— Когда ты поднимался сюда, то чувствовал чье-то присутствие? — спросил Ацукёки.

Гэндзо кивнул.

— Эмиси, мой господин, заманивают нас в ловушку, — предположил он. — Давайте возвращаться.

Стоило юноше распрямиться и отступить на шаг назад, как крона сливы подернулась рябью и начала терять цвет. Лепестки облетели, и их место заняли молодые листья, которые в свою очередь начали желтеть и опадать — все быстрее и быстрее, пока усиливающийся ветер не сорвал их все единым мощным порывом. Кровь у корней впиталась в землю, и зима вновь безраздельно властвовала на этом крошечном кусочке горы.

Отвязав лошадь, они начали спускаться по своим следам. Оказалось, что ниже по склону поземка уже успела занести их. Несколько часов спутники безрезультатно искали путь обратно к подножью горы, но постоянно возвращались — то к отцветшей сливе, то к открытой скале, откуда лучник-эмиси обстреливал отряд. Когда они остановились на этой каменной площадке, чтобы оглядеться, знакомый голос издали окликнул их.

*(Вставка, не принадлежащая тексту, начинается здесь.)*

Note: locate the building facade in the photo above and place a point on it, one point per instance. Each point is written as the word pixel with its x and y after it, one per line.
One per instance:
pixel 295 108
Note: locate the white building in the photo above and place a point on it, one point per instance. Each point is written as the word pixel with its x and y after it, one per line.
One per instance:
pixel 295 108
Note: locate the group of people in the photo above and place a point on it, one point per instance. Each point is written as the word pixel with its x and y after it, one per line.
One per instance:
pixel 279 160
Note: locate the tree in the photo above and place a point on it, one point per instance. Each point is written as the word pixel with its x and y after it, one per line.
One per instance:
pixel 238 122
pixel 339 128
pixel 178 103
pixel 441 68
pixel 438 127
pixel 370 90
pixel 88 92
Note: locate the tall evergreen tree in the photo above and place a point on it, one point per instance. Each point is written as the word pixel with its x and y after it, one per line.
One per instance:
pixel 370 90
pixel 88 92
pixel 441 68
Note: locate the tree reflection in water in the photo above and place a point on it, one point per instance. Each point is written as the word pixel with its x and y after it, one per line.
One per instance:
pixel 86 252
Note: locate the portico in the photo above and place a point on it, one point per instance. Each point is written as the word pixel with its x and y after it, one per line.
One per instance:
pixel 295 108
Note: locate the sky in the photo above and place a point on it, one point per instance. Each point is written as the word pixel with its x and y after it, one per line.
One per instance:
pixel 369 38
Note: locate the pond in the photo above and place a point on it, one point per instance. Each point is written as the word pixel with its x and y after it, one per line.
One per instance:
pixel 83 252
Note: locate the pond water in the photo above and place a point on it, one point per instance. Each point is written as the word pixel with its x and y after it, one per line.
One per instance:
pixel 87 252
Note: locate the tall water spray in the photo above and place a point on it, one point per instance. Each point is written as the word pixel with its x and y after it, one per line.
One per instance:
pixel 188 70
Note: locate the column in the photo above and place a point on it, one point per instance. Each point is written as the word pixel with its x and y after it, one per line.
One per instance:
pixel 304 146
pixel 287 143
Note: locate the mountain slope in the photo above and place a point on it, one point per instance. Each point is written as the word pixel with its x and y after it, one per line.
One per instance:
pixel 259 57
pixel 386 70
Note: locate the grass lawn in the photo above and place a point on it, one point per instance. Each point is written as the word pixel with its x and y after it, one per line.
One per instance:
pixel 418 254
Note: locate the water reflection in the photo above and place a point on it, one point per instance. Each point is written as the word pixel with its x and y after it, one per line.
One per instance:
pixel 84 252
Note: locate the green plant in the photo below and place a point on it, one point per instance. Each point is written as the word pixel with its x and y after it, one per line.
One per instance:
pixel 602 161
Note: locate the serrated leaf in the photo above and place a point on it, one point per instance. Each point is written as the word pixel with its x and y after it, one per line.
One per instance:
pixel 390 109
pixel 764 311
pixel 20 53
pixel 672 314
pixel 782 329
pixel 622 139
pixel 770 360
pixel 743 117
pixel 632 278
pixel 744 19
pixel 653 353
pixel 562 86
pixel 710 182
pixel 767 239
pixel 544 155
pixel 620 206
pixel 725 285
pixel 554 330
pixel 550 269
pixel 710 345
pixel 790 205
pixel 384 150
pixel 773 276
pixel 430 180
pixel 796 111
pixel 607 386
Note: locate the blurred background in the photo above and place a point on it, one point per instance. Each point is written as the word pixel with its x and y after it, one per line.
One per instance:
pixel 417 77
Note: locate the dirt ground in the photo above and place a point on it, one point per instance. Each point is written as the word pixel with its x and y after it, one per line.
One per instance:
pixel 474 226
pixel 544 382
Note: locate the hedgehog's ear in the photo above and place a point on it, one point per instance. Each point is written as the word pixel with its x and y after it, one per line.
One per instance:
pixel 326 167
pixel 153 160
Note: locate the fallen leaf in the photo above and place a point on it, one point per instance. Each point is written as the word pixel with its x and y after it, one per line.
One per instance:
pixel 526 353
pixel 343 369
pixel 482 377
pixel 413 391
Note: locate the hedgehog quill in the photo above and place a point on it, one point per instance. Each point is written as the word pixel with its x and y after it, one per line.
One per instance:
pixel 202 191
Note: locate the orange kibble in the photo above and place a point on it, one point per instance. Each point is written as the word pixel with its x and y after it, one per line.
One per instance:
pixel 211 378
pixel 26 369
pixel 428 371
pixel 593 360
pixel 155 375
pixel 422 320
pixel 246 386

— Эй! Что вы делаете на горе? — прокричал Менкакуш. С высоты утеса бородач казался крошечным и беззащитным. Сидя верхом, он вел за собой сбежавшую лошадь Гэндзо. — Спускайтесь!

— Не можем! — крикнул в ответ Гэндзо, приложив ладони ко рту.

— Почему?

Слуга вопросительно посмотрел на своего господина.

— Заблудились! — честно признал Ацукёки.

— Да как вы вообще там оказались?! Еще и с лошадью! — Менкакуш сплюнул и резко дернул себя за бороду. Юноша не сомневался, что он вполголоса проклинал глупость столичного сорвиголовы. — Мои люди к вам не залезут! Проводник говорил, с другой стороны горы есть спуск к замерзшему озеру. Перейдете его и выйдете на дорогу к замку Корэхари. Встретимся там!

— Спасибо! — громко поблагодарил Гэндзо.

Менкакуш в последний раз махнул им рукой и двинулся прочь от окутанной зловещими легендами вершины.

— А ведь когда я за вами следом шел — вроде бы легкий подъем был, — задумчиво заметил Гэндзо. — Не нравится мне это, Ацукёки-сама…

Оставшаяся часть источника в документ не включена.